I look both ways as if I’m crossing the street, and I turn left, wherever that may be. The layout of this building is too confusing. I look back and it seems clear so far. For now that is. I check each door again as I run down the hallway. Every door is locked. Wait, except this one. I run through and lock myself in. There’s something wrong with me. Mother of God, there’s something wrong with me. If you met me, you’d want to punch me in the face for being so god damn crazy. If you didn’t want to punch me in the face, well then hell, you’re probably crazier than I am.
My wife and kid are playing behind a thick desk over there on the left. Right in front of the big bookcase that takes up the entire back wall. You know, you’ve seen the movies. One of those scenes. They didn’t even notice me come in. “Emily,” I shout, but no answer. I’ve lost it. I’ve lost them. They won’t even pay attention to me. I walk over to them and put my hand on Emily’s shoulder to turn her around. For god’s sake, my hand goes through her should. How do I even explain this? I can’t help but stare at the haze that makes up my family. Then I jump like a frightened kitty. You know, you’ve seen the cartoons. Silly pooty-tat.

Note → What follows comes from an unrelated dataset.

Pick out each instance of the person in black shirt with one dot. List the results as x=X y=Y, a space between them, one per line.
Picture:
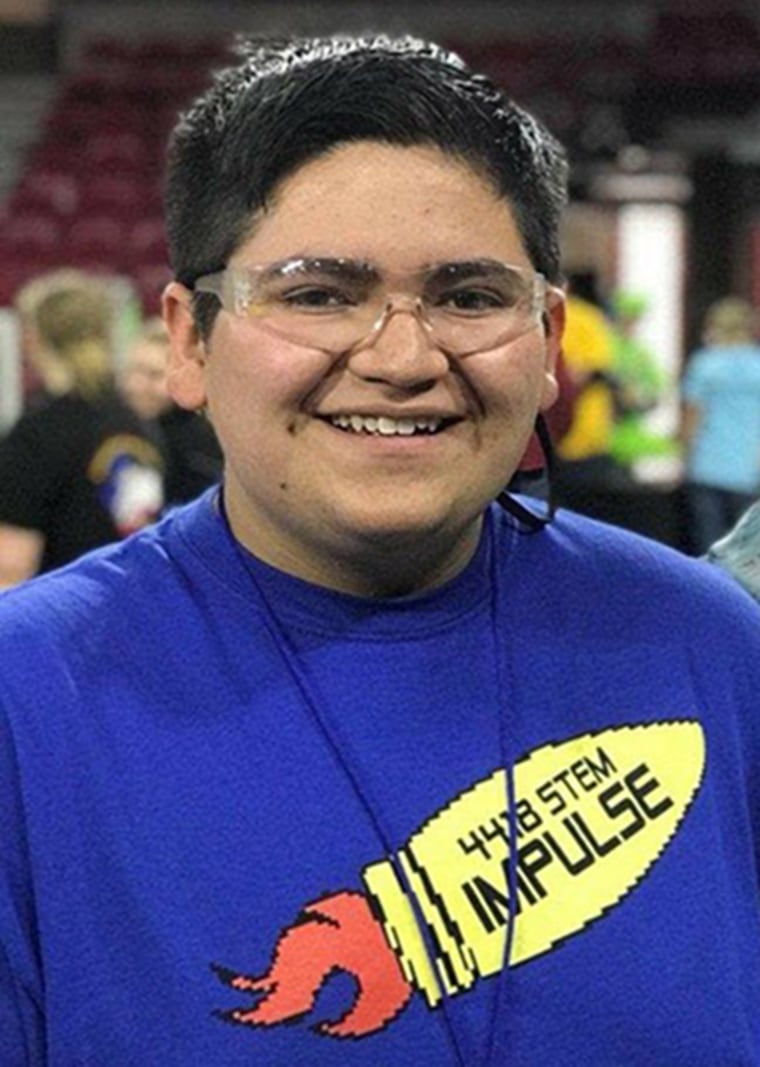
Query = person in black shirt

They’ve caught up to me once again. They’re all banging on the door. I turn around and run through the other door that connects two offices. I figure I’ll shut the door that’s connecting both rooms and when the bust through that one, I’ll run out the other for a sure escape. I’ll out-smart all of them. I know I will. I wait patiently by the door, waiting for the crash and the bang. The window and door I mean. And sure enough, here we go. I open the door as quickly as possible. I turn left and run for my life. I’m chucking it, man, let me tell you. High knees all the way down the hallway. My arms push and pull, back and forth as my knees hit my fat-ass stomach. One hell of a sight if you’re on the outside looking in. I’m high-tailin’ it outta here. I hear them behind me, though. One of them saw me.

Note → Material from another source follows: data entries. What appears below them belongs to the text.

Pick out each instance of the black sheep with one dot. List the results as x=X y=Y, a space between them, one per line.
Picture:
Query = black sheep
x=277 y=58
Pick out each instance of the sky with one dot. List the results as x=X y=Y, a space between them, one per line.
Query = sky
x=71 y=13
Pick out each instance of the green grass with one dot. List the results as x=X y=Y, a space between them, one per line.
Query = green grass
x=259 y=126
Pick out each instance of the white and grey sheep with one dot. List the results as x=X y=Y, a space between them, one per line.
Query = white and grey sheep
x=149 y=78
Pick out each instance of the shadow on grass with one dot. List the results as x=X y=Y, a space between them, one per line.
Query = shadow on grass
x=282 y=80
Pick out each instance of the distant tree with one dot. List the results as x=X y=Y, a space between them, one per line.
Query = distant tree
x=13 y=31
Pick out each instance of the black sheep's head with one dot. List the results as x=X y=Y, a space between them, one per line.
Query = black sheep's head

I turn the corner. They can’t see me. There’s a bathroom in front of me. Literally five feet away. I dive into the bathroom like a professional baseball player dives for the plate to win the World Series for a game winning run. I dove into the women’s bathroom, though. Maybe that’s better. Men don’t dare go into that god forsaken place. They don’t. Really, we don’t unless we’re running for our lives, in which case I am. I run into the second stall. Not the first, that’s too easy. Not the third or fourth; the second. I prop my tired feet onto the toilet. I look like a gargoyle. My head is tucked into my neck and my fingers are huddled close to my face. I try my best to make no sound because I hear their feet rustling through the hall. Damn it, I hear one of them say “in here.” And sure enough, they’re in the women’s bathroom. They’re all yelling for me. They’re screaming my name. “Tim! Tim!” They have me cornered. They have my life. “We know you’re in there.” I’m dead. By now, you should have caught up with them. The one with the high voice asks, “Tim, do you have the Johnson file?”